Posted by Teresa at 12:01 PM
In a couple of weeks the movie version of "Sex and the City" will be released in
theaters nationwide. Here's the trailer:

I've repeatedly heard this show described as "revolutionary" and "empowering" by
commentators on culture and television. Take, for example, this quote from a
Newsweek article :

Yet for all the hype and adoration, was "Sex and the City" really
all that revolutionary? The show definitely, and loudly, explored
uncharted TV territory. It was naughty and bawdy and was one of
the rare shows— along with "The Mary Tyler Moore Show" and
"Murphy Brown"—to ask the provocative question: is it OK for a
woman to be alone? The fact that the four characters—the thoughtful
writer Carrie, the razor-witted lawyer Miranda, the defiantly romantic
Charlotte and the sexually voracious Samantha—demanded sexual
satisfaction was refreshing, even empowering.

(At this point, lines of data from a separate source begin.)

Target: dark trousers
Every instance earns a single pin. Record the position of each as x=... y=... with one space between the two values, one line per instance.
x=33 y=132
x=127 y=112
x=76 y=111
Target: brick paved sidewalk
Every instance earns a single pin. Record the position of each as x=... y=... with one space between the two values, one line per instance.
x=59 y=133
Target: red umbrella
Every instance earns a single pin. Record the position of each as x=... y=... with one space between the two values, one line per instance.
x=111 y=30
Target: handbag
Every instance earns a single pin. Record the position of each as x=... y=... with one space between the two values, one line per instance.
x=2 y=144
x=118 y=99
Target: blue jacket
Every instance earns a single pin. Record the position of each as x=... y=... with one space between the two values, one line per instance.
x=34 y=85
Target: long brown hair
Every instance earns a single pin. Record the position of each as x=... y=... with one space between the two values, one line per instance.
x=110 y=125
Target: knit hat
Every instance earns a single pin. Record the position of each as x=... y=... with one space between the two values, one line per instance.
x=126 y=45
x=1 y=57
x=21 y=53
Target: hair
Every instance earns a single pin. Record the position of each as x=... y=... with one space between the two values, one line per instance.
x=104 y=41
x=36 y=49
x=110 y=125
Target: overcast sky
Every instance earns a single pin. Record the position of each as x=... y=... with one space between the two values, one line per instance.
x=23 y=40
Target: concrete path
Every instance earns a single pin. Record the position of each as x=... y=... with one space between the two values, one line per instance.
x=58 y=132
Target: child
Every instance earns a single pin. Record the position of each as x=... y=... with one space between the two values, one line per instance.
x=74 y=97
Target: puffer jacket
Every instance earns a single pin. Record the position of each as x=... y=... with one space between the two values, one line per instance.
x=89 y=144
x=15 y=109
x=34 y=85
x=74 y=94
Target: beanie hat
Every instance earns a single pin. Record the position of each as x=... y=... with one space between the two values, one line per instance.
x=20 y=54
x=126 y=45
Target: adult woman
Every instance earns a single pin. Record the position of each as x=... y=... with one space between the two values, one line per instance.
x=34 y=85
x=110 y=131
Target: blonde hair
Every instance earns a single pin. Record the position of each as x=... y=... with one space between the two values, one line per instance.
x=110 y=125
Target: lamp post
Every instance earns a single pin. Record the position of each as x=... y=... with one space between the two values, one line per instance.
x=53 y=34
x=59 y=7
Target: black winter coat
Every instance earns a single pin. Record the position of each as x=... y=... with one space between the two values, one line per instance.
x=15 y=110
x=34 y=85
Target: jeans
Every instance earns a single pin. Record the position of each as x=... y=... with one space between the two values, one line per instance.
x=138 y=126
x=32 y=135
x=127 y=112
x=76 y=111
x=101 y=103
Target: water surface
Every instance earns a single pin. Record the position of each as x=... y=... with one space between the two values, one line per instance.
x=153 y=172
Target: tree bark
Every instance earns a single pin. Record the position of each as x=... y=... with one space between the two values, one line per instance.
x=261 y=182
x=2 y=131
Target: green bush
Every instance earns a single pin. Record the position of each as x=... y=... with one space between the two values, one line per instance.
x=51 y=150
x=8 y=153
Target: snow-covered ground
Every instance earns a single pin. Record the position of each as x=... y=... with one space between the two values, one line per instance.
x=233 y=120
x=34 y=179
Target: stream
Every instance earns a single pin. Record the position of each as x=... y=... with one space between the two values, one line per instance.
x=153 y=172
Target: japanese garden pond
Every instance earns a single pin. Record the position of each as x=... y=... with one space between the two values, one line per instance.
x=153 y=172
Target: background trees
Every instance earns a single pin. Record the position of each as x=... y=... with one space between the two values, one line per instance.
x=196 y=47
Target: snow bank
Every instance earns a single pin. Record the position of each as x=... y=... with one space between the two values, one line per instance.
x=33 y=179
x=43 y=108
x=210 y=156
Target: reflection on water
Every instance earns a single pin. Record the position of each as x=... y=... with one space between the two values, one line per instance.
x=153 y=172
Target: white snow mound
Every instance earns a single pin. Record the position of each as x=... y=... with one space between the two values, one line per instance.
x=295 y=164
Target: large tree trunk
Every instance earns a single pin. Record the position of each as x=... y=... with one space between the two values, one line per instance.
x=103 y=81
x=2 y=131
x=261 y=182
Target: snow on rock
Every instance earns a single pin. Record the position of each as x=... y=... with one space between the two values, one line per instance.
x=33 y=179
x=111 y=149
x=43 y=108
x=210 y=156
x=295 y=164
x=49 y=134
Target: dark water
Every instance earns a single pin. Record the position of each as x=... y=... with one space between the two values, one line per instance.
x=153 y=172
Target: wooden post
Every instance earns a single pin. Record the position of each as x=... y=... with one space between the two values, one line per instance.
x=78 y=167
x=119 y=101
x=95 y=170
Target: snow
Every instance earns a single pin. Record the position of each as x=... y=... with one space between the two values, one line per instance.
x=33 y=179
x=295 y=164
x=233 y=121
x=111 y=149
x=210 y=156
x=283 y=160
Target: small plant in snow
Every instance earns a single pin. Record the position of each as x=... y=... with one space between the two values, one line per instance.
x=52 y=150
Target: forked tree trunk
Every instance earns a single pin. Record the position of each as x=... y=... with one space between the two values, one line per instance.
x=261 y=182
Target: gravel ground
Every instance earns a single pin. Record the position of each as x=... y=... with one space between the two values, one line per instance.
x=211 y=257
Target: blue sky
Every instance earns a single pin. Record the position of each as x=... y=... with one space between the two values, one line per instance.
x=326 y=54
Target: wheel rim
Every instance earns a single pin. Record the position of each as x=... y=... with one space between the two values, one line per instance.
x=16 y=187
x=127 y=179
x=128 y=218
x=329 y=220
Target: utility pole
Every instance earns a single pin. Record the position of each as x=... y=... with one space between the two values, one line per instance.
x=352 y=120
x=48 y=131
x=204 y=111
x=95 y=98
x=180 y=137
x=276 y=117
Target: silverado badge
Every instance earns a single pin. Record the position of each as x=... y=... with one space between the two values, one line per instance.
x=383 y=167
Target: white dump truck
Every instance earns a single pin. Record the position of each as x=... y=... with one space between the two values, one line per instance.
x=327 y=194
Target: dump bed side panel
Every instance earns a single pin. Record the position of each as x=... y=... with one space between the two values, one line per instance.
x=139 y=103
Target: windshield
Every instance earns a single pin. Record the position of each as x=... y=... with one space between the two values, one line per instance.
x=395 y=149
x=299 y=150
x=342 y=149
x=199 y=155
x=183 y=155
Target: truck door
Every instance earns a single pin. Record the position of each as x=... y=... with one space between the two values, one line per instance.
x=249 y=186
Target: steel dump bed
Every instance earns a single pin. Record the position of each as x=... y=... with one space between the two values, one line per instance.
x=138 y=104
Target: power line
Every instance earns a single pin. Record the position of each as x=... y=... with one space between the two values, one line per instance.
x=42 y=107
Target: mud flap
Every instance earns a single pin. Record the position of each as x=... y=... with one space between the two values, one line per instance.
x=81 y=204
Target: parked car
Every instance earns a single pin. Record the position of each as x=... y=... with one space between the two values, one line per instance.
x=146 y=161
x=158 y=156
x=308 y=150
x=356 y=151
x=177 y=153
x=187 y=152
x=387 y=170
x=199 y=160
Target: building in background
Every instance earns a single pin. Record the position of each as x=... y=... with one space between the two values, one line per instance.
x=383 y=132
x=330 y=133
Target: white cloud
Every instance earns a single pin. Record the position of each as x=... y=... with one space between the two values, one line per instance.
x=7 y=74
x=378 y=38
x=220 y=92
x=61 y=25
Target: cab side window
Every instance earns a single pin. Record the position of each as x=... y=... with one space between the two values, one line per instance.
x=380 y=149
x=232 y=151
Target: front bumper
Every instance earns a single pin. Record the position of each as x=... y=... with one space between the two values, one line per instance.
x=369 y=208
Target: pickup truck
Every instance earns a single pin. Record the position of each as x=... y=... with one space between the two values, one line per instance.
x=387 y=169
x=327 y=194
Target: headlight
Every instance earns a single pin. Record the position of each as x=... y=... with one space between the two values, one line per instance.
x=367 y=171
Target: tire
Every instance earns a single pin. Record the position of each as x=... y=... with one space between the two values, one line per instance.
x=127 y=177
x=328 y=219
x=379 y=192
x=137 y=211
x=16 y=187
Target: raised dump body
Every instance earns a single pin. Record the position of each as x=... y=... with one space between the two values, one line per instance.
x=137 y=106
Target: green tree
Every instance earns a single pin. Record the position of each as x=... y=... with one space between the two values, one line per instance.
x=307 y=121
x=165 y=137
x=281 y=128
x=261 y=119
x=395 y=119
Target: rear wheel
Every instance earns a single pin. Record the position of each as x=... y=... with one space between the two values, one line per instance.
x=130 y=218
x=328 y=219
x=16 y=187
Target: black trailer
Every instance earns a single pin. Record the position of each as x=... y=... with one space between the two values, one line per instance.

Or take this statement from a sex therapist who appearing on "Good Morning

Sex therapist Laura Berman said the show helps women feel
more comfortable when talking about sex and relationships.

"I think the greatest thing about Sex and The City is it's really
bringing sex out of the closet, so to speak," Laura said on
ABC New's Good Morning America. "Women are feeling more
empowered. The message it gives is that women should take
control of their sexuality.

Give me a break! "Sex and City" didn't revolutionize or empower a single thing
and for the news media to continually portray it as so shows their stance on loose
sexual standards. All the show did was glorify women having rendezvous after
rendezvous with men (and sometimes other women).

Some feminists will celebrate such sexually "free" depictions of single women. I,
however, will not. We now live in a country where 1 in 4 teenage girls have an STD.
So, I will not celebrate. We live in a country where 28.4 percent of households
headed by single women are poor, according to this source. If these two statistics
show empowerment for females, then perhaps we need a little less of it.

There are plenty of women out there doing wonderful things and fighting real
oppression. However, I see not such example in the characters of Carrie, Miranda,
Charlotte, and Samantha. Earlier this week I read this horrific story out of Iraq.
These are they type of women who need a revolution and empowerment.